Whether this is true or not, it shows the kind of tipping point we may well reach.

Less catastrophic, but more likely to be proven in the near-term is the effect on the jet stream. This is a band of high-speed high-altitude air which is one of the main governing factors in temperate northern hemisphere weather. What’s generally believed it will produce more extreme weather, and often “stick” for a time, which is exactly what we’ve seen happen in both the UK and USA this year – the jet stream has been way off where it normally is, and the USA has had an extremely hot summer and the UK an extremely wet one. This analysis demonstrates that since 2006 there has been a distinct pressure anomaly affecting the UK: we have had much lower pressure in the summer months each year, and a worse summer. The author isn’t sure whether Arctic melt has caused this, or vice versa, but the correlation is there so far.

And other parts of the world have had unusual weather too. Bill McKibben, in an article entitled A summer of extremes signifies the new normal lists some of the effects, and concludes with a rather chilling statistic from James Hansen: while normally only 0.1 to 0.2% of the planet was affected by an “extreme heat anomaly” at a given time, this figure has now been approaching 10%.

If we are now at the point where scientists are able to say with confidence that we are both getting more extreme weather than we used to, and that it is caused by climate change – and the American Meteorological Society for one has put out a statement to this effect – we may get a tipping point where the majority of people in the UK also believe that climate change is both real and here. (A friend who works in Uganda tells me that there there’s almost no doubt. The elders used to be able to predict the rainy season pretty reliably, but now they’ve just given up, and the people feel themselves much more at the mercy of the weather.) At least in the UK, our regular conversations about the weather seem to have changed recently, and most seem to think it’s now consistently worse than it used to be.

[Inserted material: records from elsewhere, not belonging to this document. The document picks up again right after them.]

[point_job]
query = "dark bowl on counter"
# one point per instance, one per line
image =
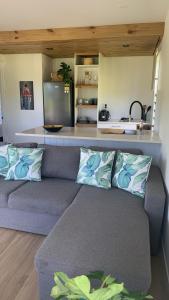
(53, 128)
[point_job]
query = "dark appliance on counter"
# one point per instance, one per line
(104, 114)
(58, 105)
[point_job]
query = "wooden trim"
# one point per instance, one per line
(81, 33)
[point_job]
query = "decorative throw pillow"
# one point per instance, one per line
(131, 172)
(24, 164)
(4, 164)
(95, 168)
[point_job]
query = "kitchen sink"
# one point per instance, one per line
(130, 131)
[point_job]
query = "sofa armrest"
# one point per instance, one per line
(154, 206)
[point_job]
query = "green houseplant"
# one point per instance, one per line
(80, 288)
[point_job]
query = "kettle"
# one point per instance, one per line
(104, 114)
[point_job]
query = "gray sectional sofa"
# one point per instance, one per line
(88, 228)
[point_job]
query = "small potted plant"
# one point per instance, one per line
(80, 288)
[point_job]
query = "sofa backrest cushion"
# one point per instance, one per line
(63, 161)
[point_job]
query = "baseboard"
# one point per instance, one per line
(165, 263)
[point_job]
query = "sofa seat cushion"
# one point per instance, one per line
(50, 196)
(102, 230)
(7, 187)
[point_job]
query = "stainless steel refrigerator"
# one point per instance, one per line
(58, 105)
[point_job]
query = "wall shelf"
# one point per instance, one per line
(85, 125)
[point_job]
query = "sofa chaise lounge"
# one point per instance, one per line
(88, 228)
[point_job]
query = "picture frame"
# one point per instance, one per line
(26, 95)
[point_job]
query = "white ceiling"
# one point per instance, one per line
(31, 14)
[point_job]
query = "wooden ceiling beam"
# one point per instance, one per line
(40, 36)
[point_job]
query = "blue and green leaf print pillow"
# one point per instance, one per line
(24, 164)
(95, 168)
(4, 164)
(131, 172)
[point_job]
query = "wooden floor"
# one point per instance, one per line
(18, 277)
(17, 273)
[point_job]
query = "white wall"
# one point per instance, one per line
(21, 67)
(47, 65)
(123, 80)
(164, 125)
(57, 61)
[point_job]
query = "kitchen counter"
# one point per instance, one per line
(92, 134)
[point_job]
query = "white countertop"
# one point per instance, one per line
(92, 134)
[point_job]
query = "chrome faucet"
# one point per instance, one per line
(142, 110)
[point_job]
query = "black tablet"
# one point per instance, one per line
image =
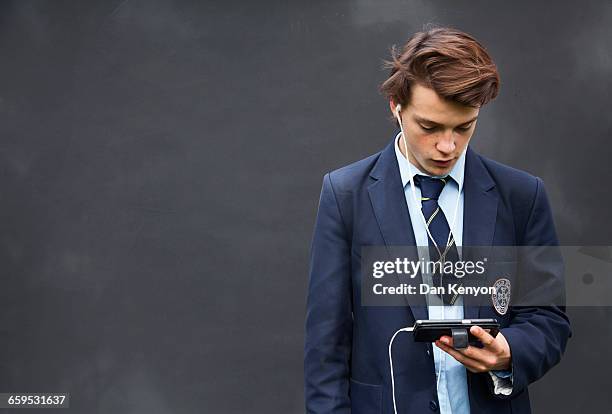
(432, 329)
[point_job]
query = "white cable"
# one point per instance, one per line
(412, 186)
(408, 329)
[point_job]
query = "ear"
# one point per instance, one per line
(392, 106)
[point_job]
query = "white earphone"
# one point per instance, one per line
(398, 109)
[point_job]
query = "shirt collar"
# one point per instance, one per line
(455, 173)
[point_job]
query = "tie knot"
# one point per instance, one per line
(430, 187)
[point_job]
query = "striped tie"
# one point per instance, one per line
(438, 228)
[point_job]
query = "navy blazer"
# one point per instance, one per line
(346, 363)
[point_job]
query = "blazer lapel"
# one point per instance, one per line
(389, 204)
(479, 215)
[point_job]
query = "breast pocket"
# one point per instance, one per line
(365, 398)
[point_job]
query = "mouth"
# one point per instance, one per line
(443, 163)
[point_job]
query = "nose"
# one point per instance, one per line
(446, 143)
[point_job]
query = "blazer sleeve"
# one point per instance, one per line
(538, 335)
(329, 319)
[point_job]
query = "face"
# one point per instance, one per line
(437, 130)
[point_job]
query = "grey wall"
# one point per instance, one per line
(160, 167)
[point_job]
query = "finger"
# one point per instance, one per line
(472, 364)
(483, 356)
(484, 337)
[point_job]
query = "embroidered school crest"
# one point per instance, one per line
(501, 296)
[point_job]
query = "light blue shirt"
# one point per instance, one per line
(452, 382)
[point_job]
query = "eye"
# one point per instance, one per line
(464, 128)
(429, 129)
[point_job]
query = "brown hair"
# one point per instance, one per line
(449, 61)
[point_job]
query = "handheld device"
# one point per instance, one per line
(458, 329)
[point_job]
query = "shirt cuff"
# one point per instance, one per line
(502, 382)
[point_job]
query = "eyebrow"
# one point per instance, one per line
(427, 121)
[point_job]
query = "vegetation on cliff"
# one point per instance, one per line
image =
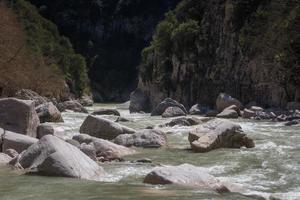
(250, 49)
(35, 56)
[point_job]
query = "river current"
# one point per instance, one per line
(271, 168)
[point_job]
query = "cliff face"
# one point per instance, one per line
(249, 49)
(110, 34)
(34, 56)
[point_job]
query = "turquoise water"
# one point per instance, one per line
(271, 168)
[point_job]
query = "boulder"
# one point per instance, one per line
(48, 112)
(173, 112)
(182, 121)
(106, 111)
(103, 128)
(4, 159)
(16, 141)
(228, 114)
(86, 101)
(293, 106)
(139, 101)
(168, 102)
(44, 129)
(225, 100)
(147, 138)
(52, 156)
(18, 116)
(104, 148)
(185, 175)
(218, 134)
(71, 105)
(26, 94)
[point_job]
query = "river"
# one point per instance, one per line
(271, 168)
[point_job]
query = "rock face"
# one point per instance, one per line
(168, 102)
(103, 128)
(218, 134)
(26, 94)
(185, 175)
(106, 111)
(173, 112)
(16, 141)
(71, 105)
(139, 102)
(52, 156)
(148, 138)
(104, 148)
(18, 116)
(222, 55)
(48, 112)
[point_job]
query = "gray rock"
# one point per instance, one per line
(11, 152)
(168, 102)
(147, 138)
(225, 100)
(71, 105)
(44, 129)
(48, 112)
(52, 156)
(228, 114)
(185, 175)
(26, 94)
(218, 134)
(106, 111)
(173, 112)
(16, 141)
(104, 148)
(139, 102)
(183, 121)
(103, 128)
(18, 116)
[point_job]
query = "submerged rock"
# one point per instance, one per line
(106, 111)
(104, 148)
(71, 105)
(225, 100)
(48, 112)
(103, 128)
(168, 102)
(52, 156)
(218, 134)
(18, 116)
(16, 141)
(147, 138)
(185, 175)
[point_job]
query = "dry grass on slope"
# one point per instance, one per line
(19, 67)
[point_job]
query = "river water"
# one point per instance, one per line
(271, 168)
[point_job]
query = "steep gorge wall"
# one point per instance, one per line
(249, 49)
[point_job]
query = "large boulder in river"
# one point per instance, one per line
(106, 111)
(185, 175)
(103, 128)
(52, 156)
(218, 134)
(168, 102)
(104, 148)
(71, 105)
(16, 141)
(225, 100)
(139, 101)
(173, 112)
(18, 116)
(48, 112)
(26, 94)
(148, 138)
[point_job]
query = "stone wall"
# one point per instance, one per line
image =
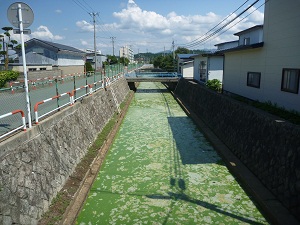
(267, 145)
(35, 164)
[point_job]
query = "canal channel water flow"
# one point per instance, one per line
(162, 170)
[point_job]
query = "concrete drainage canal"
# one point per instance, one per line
(161, 170)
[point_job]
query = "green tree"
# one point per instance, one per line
(181, 50)
(165, 63)
(124, 61)
(88, 67)
(111, 59)
(7, 44)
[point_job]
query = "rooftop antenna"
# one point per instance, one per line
(20, 15)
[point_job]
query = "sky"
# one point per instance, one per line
(143, 25)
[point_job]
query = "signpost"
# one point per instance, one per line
(20, 15)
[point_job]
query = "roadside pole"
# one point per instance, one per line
(22, 20)
(24, 65)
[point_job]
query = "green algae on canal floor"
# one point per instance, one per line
(162, 170)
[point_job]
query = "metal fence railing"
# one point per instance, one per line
(49, 95)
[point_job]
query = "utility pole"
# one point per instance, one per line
(113, 42)
(173, 47)
(95, 47)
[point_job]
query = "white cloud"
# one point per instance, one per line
(154, 30)
(43, 32)
(84, 43)
(85, 26)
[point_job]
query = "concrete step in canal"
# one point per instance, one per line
(161, 170)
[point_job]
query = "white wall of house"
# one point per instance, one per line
(66, 61)
(211, 67)
(215, 68)
(187, 70)
(255, 36)
(227, 45)
(281, 50)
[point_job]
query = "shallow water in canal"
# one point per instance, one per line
(161, 170)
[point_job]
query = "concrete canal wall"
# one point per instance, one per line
(269, 147)
(34, 165)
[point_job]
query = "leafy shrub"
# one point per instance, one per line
(214, 84)
(88, 67)
(6, 76)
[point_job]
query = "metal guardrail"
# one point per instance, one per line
(12, 96)
(37, 117)
(18, 128)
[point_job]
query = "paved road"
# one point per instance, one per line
(12, 101)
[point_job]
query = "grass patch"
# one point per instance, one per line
(62, 200)
(291, 116)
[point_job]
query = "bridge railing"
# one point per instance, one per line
(14, 96)
(23, 126)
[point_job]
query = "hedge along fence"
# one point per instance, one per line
(6, 76)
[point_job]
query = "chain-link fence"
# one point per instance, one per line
(49, 95)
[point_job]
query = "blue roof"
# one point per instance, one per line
(185, 56)
(57, 46)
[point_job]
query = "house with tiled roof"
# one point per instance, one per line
(185, 65)
(266, 66)
(45, 55)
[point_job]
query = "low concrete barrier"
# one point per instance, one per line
(34, 165)
(268, 146)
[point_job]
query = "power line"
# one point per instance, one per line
(88, 5)
(83, 7)
(219, 23)
(205, 38)
(242, 19)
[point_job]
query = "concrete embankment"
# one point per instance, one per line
(266, 145)
(34, 165)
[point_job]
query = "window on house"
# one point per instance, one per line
(246, 41)
(253, 79)
(290, 80)
(202, 71)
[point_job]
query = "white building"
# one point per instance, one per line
(127, 52)
(185, 65)
(210, 65)
(266, 66)
(61, 57)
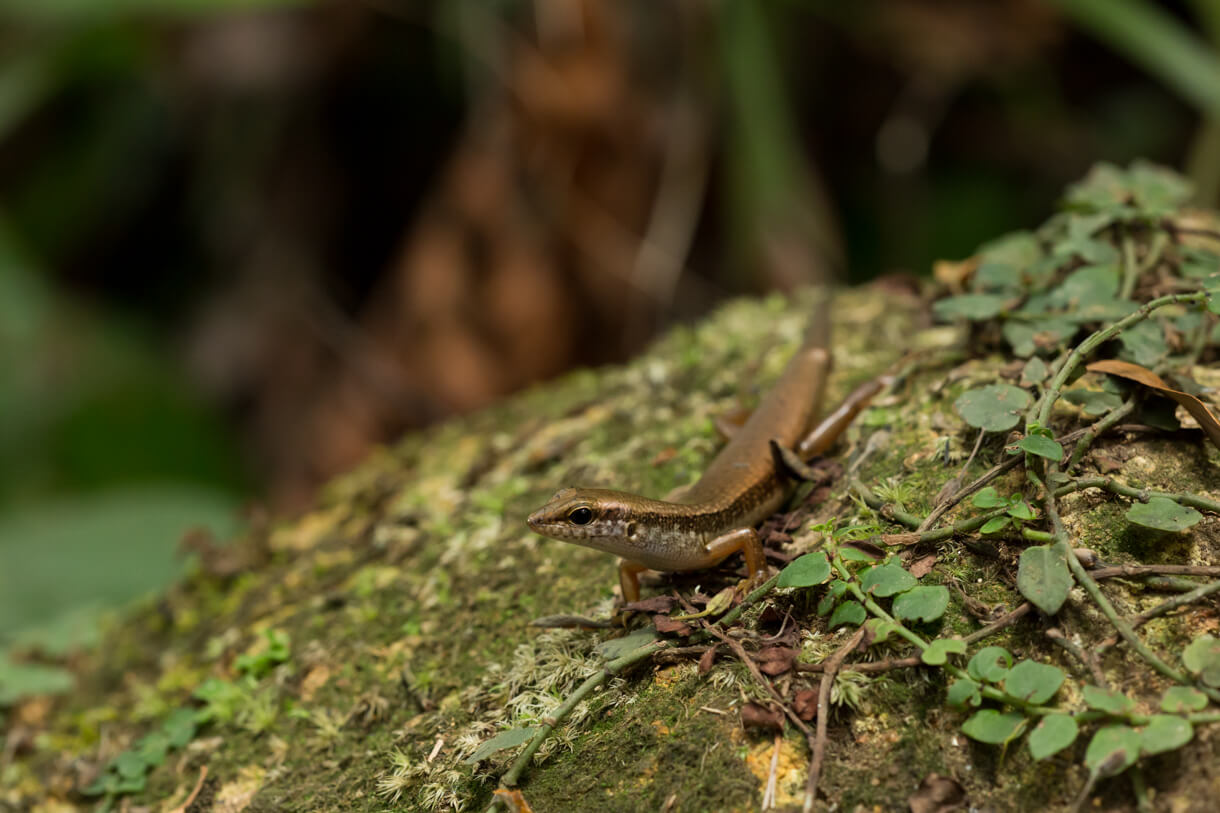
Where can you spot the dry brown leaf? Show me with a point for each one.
(1144, 376)
(922, 567)
(665, 625)
(775, 661)
(759, 717)
(937, 794)
(805, 704)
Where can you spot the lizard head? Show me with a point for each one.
(594, 518)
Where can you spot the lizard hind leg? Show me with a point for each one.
(628, 580)
(744, 540)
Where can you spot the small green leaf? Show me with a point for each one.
(615, 647)
(887, 580)
(1163, 514)
(1143, 343)
(1042, 333)
(1041, 446)
(994, 408)
(1043, 578)
(853, 554)
(938, 652)
(805, 571)
(922, 603)
(850, 612)
(179, 726)
(826, 604)
(1015, 250)
(961, 692)
(988, 498)
(1092, 402)
(994, 728)
(153, 747)
(1182, 698)
(1092, 283)
(880, 629)
(990, 664)
(1052, 735)
(1032, 681)
(1113, 750)
(974, 307)
(510, 739)
(1108, 701)
(1202, 658)
(20, 680)
(133, 785)
(1198, 263)
(1164, 733)
(1022, 510)
(994, 525)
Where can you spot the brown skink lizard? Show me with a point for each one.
(742, 486)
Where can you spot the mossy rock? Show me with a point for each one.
(405, 601)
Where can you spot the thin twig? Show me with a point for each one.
(1099, 337)
(1135, 571)
(1097, 429)
(948, 502)
(1163, 608)
(869, 667)
(1142, 495)
(824, 713)
(1077, 652)
(1107, 608)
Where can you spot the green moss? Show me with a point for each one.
(409, 593)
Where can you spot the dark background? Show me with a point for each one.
(243, 242)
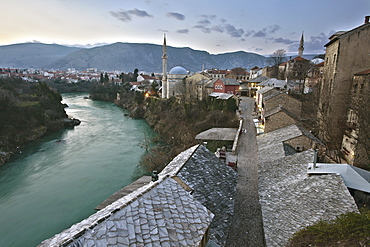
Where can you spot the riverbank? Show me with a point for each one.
(60, 178)
(28, 111)
(176, 122)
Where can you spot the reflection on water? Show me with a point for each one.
(57, 181)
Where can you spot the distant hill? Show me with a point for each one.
(121, 56)
(148, 57)
(32, 55)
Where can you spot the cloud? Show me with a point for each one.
(204, 22)
(203, 28)
(218, 29)
(315, 44)
(183, 31)
(177, 16)
(211, 17)
(233, 32)
(284, 41)
(265, 32)
(126, 15)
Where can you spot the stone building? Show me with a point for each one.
(356, 139)
(218, 73)
(226, 85)
(314, 77)
(278, 118)
(240, 76)
(283, 99)
(347, 53)
(294, 69)
(173, 83)
(196, 86)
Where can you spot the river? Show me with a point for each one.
(58, 180)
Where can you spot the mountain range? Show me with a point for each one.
(121, 56)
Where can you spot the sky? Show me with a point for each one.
(259, 26)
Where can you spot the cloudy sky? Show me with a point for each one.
(216, 26)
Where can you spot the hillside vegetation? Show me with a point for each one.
(176, 121)
(351, 229)
(27, 111)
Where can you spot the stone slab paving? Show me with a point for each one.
(291, 200)
(247, 229)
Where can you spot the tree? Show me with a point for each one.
(101, 78)
(238, 72)
(277, 58)
(106, 78)
(135, 75)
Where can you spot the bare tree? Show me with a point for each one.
(277, 58)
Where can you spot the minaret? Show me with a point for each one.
(164, 70)
(301, 48)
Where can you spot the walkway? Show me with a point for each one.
(247, 227)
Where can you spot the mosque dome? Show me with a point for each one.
(178, 70)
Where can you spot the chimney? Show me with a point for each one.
(367, 18)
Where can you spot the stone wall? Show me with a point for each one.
(289, 103)
(303, 142)
(277, 121)
(346, 54)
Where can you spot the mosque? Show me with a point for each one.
(173, 83)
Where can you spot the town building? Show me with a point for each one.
(226, 85)
(314, 77)
(173, 83)
(347, 53)
(217, 73)
(356, 140)
(255, 72)
(196, 86)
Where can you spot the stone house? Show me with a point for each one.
(313, 77)
(278, 118)
(270, 71)
(217, 73)
(347, 53)
(252, 85)
(255, 72)
(279, 98)
(294, 69)
(356, 144)
(226, 85)
(239, 77)
(196, 86)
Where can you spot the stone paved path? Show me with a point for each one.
(247, 227)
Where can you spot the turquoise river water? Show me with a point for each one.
(58, 181)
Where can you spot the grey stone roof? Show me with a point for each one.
(227, 81)
(217, 134)
(291, 200)
(273, 82)
(163, 213)
(265, 90)
(214, 185)
(159, 214)
(270, 145)
(259, 79)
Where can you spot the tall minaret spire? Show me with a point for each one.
(164, 69)
(301, 48)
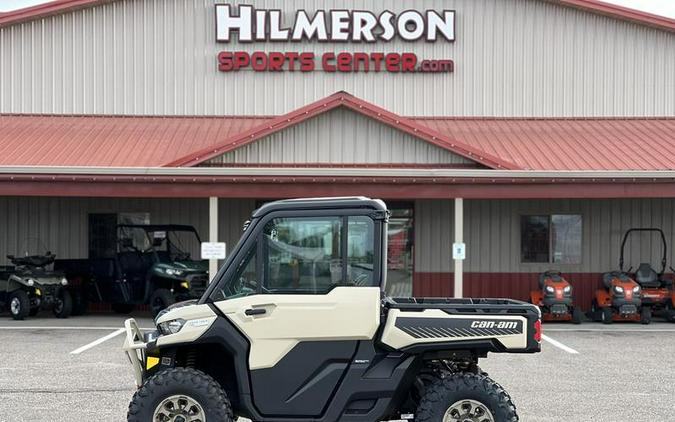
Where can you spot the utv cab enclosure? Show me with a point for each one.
(296, 327)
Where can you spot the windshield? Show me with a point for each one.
(175, 245)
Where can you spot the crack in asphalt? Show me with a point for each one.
(63, 391)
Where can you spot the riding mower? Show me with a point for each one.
(657, 292)
(554, 298)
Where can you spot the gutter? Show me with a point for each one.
(521, 175)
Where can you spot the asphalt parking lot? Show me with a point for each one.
(54, 370)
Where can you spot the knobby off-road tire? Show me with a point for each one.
(441, 395)
(18, 304)
(607, 315)
(577, 316)
(646, 315)
(64, 306)
(196, 385)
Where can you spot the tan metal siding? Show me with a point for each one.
(513, 58)
(434, 235)
(62, 223)
(340, 137)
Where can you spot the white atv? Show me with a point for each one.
(296, 327)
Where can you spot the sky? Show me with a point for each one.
(658, 7)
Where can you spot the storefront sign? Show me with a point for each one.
(459, 251)
(333, 26)
(213, 250)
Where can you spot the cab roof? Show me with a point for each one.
(342, 202)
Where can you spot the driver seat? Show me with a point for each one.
(647, 277)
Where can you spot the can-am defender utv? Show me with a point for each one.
(296, 327)
(29, 285)
(555, 299)
(657, 291)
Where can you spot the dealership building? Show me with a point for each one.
(508, 137)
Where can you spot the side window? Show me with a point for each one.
(244, 282)
(303, 255)
(360, 251)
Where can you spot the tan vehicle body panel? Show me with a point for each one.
(345, 313)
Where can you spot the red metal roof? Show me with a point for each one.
(594, 6)
(343, 99)
(568, 144)
(111, 141)
(538, 144)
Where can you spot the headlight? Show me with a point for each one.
(171, 327)
(173, 272)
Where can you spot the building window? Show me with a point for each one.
(551, 239)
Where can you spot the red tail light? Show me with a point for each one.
(537, 331)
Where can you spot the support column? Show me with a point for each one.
(459, 238)
(213, 233)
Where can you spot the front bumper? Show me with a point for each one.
(135, 346)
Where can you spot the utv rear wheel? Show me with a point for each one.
(64, 305)
(180, 394)
(577, 316)
(670, 312)
(607, 315)
(160, 299)
(19, 304)
(463, 397)
(646, 315)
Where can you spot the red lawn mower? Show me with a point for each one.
(554, 298)
(657, 292)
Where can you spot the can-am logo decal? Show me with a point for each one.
(495, 324)
(336, 26)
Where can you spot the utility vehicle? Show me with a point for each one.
(152, 265)
(657, 291)
(554, 298)
(295, 327)
(28, 285)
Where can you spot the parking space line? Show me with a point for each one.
(559, 345)
(97, 342)
(46, 327)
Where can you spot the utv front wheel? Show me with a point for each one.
(64, 305)
(180, 394)
(466, 397)
(607, 315)
(646, 315)
(19, 304)
(577, 316)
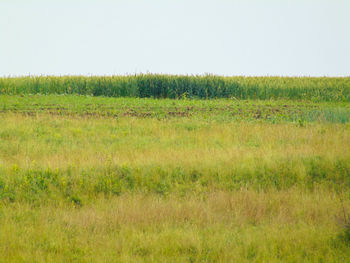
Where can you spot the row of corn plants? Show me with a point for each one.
(178, 86)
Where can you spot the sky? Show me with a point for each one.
(223, 37)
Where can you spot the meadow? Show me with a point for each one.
(260, 173)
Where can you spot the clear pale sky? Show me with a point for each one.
(225, 37)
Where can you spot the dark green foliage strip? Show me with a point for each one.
(176, 86)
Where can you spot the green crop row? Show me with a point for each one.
(176, 86)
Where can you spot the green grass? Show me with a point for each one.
(98, 179)
(169, 86)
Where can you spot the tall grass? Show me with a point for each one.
(177, 86)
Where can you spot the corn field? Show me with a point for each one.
(177, 86)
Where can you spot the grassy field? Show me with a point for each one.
(101, 179)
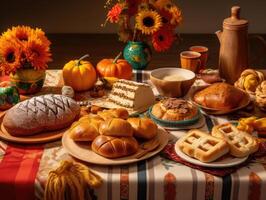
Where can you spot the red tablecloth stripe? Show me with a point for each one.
(18, 170)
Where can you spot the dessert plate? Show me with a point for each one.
(32, 139)
(225, 161)
(82, 151)
(244, 103)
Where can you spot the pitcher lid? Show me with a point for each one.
(235, 21)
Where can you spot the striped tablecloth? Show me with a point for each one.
(24, 171)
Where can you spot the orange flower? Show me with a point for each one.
(10, 56)
(37, 54)
(113, 14)
(162, 39)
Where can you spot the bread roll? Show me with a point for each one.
(143, 128)
(41, 113)
(86, 129)
(114, 113)
(114, 147)
(116, 127)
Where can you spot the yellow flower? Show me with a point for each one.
(176, 15)
(148, 21)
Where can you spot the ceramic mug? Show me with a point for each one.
(190, 60)
(204, 54)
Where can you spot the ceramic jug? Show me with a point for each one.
(233, 58)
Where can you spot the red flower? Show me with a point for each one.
(133, 7)
(113, 14)
(162, 39)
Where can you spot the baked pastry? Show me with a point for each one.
(86, 129)
(202, 146)
(42, 113)
(241, 143)
(249, 80)
(116, 127)
(132, 95)
(143, 128)
(174, 110)
(114, 147)
(220, 96)
(261, 96)
(114, 113)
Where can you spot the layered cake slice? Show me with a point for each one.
(132, 95)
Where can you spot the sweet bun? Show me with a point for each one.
(114, 113)
(86, 129)
(143, 128)
(116, 127)
(114, 147)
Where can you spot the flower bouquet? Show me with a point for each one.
(153, 22)
(24, 54)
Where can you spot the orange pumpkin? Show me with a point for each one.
(118, 68)
(79, 74)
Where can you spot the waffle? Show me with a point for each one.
(241, 144)
(202, 146)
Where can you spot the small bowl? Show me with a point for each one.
(172, 88)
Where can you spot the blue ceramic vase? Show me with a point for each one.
(138, 54)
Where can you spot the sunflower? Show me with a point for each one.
(22, 33)
(176, 15)
(162, 39)
(148, 21)
(37, 54)
(10, 53)
(114, 13)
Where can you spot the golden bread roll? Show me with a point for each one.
(114, 113)
(143, 128)
(86, 129)
(241, 144)
(174, 110)
(116, 127)
(114, 147)
(220, 96)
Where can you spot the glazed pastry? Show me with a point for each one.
(116, 127)
(143, 128)
(41, 113)
(202, 146)
(220, 96)
(114, 147)
(174, 110)
(241, 144)
(86, 129)
(249, 80)
(131, 94)
(261, 96)
(114, 113)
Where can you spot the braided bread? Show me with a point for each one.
(261, 96)
(41, 113)
(249, 80)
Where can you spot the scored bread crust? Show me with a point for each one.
(241, 144)
(114, 147)
(41, 113)
(143, 128)
(202, 146)
(116, 127)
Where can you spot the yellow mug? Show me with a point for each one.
(190, 60)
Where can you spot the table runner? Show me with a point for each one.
(153, 179)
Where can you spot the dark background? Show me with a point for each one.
(74, 28)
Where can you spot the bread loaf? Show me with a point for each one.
(114, 147)
(41, 113)
(86, 129)
(143, 128)
(116, 127)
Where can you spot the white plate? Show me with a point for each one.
(83, 151)
(227, 161)
(199, 124)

One interesting question is whether it will also have an effect on people’s willingness to take action. Some will undoubtedly want to do things to stop it getting worse, others may just say “it’s too late”, or – if they’ve picked up on the likelihood that things like the cost of food will probably increase due to poorer weather – batten down the hatches and be even less willing to spend money on mitigation.

But it’s at least an opportunity to reopen the debate, particularly in a time when the government’s reshuffle seems to have made it less green than before. Climate change as an issue has become “tired” for many people, but if it’s becoming real here, that could change quickly.